Last modified: Jan 31 2026 at 10:09 PM • 3 mins read
What is a Neural Network?
Table of contents
- Introduction
- Binary Classification Problem
- Image Representation in Computers
- Notation for Training Data
- Matrix Representation
- Key Convention
Introduction
This week covers essential neural network implementation techniques:
- Vectorization: Processing entire training sets without explicit for loops
- Forward and Backward Propagation: How computations are organized in neural networks
- Logistic Regression: Used as a foundation to understand these concepts
Binary Classification Problem
Logistic regression is an algorithm for binary classification. Let’s understand this through an example:
Example Task: Classify whether an image contains a cat or not

- Output:
y = 1(cat) ory = 0(not a cat)
Image Representation in Computers
RGB Color Channels
An image is stored as three separate matrices representing:
- Red channel
- Green channel
- Blue channel
For a 64×64 pixel image:
- Each channel: 64×64 matrix
- Total: 3 matrices of pixel intensity values
Converting Images to Feature Vectors
To use an image as input to a neural network, we unroll the pixel values into a feature vector $x$:
Process:
- List all red pixel values:
[255, 231, ..., ] - List all green pixel values:
[255, 134, ..., ] - List all blue pixel values:
[...] - Concatenate into one long vector
Dimension Calculation: \(n_x = 64 \times 64 \times 3 = 12,288\)
Where:
- $n_x$ = dimension of input feature vector
- Sometimes abbreviated as $n$
Goal: Learn a classifier that takes this feature vector $x$ and predicts label $y$ (1 or 0).
Notation for Training Data
Single Training Example
A single training example is a pair: $(x, y)$
- $x$: $n_x$-dimensional feature vector
- $y$: label (0 or 1)
Training Set Notation
Training set with $m$ examples: \((x^{(1)}, y^{(1)}), (x^{(2)}, y^{(2)}), \ldots, (x^{(m)}, y^{(m)})\)
Where:
- $m$ = number of training examples (sometimes written as $m_{train}$)

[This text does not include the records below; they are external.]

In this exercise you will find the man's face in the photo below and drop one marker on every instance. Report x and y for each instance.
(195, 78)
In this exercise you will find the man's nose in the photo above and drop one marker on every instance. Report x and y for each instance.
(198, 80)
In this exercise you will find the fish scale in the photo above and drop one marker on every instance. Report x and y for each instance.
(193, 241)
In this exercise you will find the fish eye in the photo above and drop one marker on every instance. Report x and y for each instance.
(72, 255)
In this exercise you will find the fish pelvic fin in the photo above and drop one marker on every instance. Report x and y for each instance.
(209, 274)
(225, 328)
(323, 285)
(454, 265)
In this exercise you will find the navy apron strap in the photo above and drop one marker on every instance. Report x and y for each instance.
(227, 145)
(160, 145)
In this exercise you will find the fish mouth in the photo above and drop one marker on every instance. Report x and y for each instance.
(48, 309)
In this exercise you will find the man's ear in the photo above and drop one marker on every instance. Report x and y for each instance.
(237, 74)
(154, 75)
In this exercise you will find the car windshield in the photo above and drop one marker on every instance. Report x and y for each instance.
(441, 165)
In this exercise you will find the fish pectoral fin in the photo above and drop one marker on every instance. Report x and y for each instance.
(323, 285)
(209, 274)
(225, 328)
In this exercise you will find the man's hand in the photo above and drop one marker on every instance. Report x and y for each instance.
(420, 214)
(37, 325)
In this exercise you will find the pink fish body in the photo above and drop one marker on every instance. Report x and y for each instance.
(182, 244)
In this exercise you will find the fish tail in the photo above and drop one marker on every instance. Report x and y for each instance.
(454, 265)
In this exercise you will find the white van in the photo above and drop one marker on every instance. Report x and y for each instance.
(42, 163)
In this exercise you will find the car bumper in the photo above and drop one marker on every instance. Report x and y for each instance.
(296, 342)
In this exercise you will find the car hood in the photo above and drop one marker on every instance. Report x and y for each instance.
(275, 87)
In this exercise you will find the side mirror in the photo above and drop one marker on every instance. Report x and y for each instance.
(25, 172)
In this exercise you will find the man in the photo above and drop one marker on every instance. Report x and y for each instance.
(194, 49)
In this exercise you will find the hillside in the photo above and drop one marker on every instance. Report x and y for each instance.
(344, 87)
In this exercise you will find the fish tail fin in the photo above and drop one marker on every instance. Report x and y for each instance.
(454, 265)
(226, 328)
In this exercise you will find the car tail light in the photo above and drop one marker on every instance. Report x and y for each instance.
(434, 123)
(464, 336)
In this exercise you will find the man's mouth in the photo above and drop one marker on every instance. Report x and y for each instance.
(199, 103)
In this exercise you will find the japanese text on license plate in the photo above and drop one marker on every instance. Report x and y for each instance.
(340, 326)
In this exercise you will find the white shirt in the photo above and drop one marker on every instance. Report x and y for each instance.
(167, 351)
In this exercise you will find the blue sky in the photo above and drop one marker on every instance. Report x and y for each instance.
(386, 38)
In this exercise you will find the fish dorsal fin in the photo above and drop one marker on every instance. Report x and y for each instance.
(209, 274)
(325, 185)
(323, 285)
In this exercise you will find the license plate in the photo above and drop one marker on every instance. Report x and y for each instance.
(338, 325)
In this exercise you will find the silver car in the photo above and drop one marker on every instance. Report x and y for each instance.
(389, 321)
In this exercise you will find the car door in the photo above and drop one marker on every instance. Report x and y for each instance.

- $m_{test}$ = number of test examples
Matrix Representation
Input Matrix $X$
Stack all training examples as columns in a matrix:
\[X = [x^{(1)} \mid x^{(2)} \mid \cdots \mid x^{(m)}]\]Dimensions: $X$ is an $n_x \times m$ matrix
- Rows: $n_x$ (feature dimension)
- Columns: $m$ (number of examples)
Python notation: X.shape = (nx, m)
Why column-wise?
- Makes neural network implementation easier
- Different from some conventions that stack examples as rows
Output Matrix $Y$
Similarly, stack all labels as columns:
\[Y = [y^{(1)} \mid y^{(2)} \mid \cdots \mid y^{(m)}]\]Dimensions: $Y$ is a $1 \times m$ matrix
Python notation: Y.shape = (1, m)
Key Convention
Throughout this course:
- Data from different training examples are stacked in different columns
- Applies to inputs ($x$), outputs ($y$), and other quantities
- This convention simplifies neural network implementation